Bethany Weimers: February EP

Jeez, some of this is pretty painful. And that’s a shock, as I’ve heard Bethany Weimers live and found her impressive. She certainly has the attributes- an ultra-flexible clear alto voice, decent guitar and piano chops and a couple of decent songs. Some acts sound good on record and can’t cut it live- it is rare when the converse is true.

The EP starts with ‘I’ll be Waiting’, a gloomy pastoral fit for a modern-day Jane Eyre, consisting of vocal, acoustic and some plangent but basic violin. Bethany sings the opening section like a young Joan Baez but then ruins things by trying to sound like Grace Slick or PJ Harvey in the louder passages and the effect is overwrought and harsh. This forms a pattern for the rest of the record: when she underplays she’s rather good, but when she tries to raise the emotional level the quality of the singing plummets.

’Weapons and Things’is a good song and works well live. There is a genuine creepiness to some of the passages, which sound sophomoric on paper but when they are rendered by Bethany in an obsessive mutter make me glad I am not an ex-boyfriend:

‘ And oh, how my hate for you would put you first in line if I had a gun! It’s a good thing in England there are laws against weapons and killing and things.’
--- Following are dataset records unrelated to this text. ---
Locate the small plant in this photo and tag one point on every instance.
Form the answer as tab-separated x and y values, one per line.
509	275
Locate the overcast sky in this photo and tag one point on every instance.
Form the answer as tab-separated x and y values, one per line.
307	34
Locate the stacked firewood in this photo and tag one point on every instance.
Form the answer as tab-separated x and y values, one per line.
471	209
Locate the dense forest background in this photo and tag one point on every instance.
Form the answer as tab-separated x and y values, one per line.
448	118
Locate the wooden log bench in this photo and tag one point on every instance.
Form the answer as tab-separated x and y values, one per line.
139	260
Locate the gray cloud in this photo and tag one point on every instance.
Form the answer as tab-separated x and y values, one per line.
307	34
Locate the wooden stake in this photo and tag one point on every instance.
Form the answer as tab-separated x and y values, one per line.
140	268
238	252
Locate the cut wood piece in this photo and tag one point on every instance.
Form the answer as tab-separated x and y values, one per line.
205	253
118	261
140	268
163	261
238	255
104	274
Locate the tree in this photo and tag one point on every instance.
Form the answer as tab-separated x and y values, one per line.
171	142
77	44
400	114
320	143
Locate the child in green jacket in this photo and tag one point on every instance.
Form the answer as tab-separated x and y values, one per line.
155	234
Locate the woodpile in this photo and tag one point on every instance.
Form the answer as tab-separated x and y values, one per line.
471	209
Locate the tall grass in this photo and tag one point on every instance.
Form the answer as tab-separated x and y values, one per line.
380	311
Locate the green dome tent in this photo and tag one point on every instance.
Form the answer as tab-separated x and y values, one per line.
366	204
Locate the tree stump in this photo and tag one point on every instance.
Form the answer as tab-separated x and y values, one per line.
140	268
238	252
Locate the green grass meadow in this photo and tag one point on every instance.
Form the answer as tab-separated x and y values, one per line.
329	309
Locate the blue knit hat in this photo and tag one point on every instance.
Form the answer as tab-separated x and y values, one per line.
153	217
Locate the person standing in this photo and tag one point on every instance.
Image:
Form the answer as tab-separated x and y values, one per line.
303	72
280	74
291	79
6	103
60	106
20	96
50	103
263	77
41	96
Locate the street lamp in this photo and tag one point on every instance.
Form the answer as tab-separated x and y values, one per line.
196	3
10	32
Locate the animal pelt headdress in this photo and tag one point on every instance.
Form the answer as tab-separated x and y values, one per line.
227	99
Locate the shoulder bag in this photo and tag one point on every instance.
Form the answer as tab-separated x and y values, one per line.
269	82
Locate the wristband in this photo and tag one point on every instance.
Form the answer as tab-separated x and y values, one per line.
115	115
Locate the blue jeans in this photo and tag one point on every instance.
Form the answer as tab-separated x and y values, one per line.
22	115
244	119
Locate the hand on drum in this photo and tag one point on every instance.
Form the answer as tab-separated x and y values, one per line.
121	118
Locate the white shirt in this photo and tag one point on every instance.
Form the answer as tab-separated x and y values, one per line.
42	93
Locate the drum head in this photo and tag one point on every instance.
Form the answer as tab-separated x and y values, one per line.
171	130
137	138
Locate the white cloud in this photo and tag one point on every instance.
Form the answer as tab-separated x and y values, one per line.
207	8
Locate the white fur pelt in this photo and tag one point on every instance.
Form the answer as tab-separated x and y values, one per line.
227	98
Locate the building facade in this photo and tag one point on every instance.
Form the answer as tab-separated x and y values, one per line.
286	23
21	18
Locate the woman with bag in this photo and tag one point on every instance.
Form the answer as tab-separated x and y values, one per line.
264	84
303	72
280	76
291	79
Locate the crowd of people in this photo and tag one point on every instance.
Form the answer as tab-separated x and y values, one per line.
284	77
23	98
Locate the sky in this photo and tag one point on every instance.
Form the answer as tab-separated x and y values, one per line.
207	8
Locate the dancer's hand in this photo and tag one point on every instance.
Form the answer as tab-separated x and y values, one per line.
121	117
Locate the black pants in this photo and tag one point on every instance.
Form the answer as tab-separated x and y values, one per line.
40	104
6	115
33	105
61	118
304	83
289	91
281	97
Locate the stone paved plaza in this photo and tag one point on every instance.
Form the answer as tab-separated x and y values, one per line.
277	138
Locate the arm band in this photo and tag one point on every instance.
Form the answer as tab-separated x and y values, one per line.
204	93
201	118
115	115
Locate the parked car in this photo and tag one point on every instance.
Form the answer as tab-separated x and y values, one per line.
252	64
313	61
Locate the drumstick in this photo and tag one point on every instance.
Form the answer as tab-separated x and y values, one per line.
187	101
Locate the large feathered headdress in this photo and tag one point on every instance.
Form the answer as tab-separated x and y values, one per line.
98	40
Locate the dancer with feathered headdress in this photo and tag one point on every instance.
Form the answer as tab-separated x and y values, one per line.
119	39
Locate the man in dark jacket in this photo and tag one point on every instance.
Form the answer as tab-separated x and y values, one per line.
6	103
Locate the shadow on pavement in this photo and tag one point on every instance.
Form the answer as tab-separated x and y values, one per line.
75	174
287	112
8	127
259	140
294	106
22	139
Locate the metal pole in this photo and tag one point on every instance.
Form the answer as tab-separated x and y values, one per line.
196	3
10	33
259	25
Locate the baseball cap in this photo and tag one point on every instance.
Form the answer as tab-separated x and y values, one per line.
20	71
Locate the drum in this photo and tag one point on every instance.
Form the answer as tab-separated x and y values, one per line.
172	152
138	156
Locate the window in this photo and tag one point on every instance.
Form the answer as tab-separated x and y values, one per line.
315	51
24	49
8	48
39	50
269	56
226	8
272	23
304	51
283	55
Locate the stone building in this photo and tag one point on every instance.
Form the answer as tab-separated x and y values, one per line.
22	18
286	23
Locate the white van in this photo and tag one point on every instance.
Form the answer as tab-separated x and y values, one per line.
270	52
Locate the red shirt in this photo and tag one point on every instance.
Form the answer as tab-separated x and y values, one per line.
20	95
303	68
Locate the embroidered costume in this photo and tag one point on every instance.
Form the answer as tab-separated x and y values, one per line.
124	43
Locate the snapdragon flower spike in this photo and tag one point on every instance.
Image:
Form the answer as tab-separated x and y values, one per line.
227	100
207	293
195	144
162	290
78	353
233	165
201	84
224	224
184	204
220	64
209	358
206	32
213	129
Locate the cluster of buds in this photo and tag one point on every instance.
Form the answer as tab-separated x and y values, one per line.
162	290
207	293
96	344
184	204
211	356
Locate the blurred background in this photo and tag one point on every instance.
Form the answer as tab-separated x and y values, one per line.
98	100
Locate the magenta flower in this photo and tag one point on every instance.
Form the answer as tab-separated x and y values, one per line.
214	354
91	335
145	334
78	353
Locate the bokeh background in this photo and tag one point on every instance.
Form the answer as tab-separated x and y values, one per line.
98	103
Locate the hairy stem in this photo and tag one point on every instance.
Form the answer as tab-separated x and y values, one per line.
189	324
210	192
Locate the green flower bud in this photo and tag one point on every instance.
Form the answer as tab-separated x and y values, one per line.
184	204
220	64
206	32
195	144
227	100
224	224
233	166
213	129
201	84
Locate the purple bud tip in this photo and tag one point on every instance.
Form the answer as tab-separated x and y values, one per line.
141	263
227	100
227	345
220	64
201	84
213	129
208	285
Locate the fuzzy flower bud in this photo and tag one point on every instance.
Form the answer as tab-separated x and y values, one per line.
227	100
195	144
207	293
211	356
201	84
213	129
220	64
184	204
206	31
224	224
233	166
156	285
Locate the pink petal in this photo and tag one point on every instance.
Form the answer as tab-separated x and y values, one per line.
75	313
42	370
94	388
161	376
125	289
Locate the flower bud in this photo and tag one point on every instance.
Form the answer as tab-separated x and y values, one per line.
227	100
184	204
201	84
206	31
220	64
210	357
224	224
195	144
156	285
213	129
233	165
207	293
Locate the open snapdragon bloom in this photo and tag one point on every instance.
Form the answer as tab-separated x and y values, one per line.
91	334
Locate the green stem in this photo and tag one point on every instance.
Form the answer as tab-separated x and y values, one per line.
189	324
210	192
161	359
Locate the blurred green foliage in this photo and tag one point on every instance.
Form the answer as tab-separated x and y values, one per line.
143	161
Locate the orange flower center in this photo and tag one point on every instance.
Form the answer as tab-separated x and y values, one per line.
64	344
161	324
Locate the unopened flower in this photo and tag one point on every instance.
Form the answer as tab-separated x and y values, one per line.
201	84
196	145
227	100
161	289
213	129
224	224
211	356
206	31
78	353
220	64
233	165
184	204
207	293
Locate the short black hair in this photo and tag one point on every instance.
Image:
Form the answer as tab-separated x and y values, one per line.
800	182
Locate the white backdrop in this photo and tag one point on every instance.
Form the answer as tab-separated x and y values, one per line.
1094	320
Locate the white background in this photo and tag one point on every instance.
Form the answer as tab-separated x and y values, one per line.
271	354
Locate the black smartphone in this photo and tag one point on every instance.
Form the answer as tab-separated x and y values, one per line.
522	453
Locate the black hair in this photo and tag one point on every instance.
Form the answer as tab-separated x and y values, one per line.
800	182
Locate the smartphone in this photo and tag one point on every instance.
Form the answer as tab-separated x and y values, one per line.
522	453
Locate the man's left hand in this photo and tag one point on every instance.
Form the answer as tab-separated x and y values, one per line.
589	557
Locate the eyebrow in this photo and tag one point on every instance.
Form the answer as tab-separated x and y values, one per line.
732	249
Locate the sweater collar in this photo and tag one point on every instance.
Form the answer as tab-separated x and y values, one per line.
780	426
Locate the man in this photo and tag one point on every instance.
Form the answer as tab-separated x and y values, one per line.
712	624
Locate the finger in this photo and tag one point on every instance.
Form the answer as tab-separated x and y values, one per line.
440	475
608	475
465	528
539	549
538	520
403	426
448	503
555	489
But again the high notes on record are pretty unpleasant to listen to. Whether it’s a technical problem or whether she’s striving too hard for effect, the result will send casual listeners running to the hills.

Much better is ‘Hold On’, a basic but effective torch ballad in which Weimers’ singing is throttled back a notch or two. As a song, it works OK on acoustic guitar, but might benefit by some subtle production: if the guy that produced Fiona Apples’s Tidal record is at a loose end, perhaps Weimers should sign him up

The record ends with ‘Trigger’ an obvious and tiresome anti-war rant. The only memorable thing about it is Weimers’ curious but energetic piano playing, a bizarre hybrid of Bob Dylan and Rachmaninov.

Bethany Weimers clearly has talent, but at the moment it is immature, unguided talent. The lyrics are vivid but unsophisticated, the arrangements are too basic for a modern audience and she doesn’t seem to be in control of her singing at certain points. Lots to fix then, but plenty of promise too.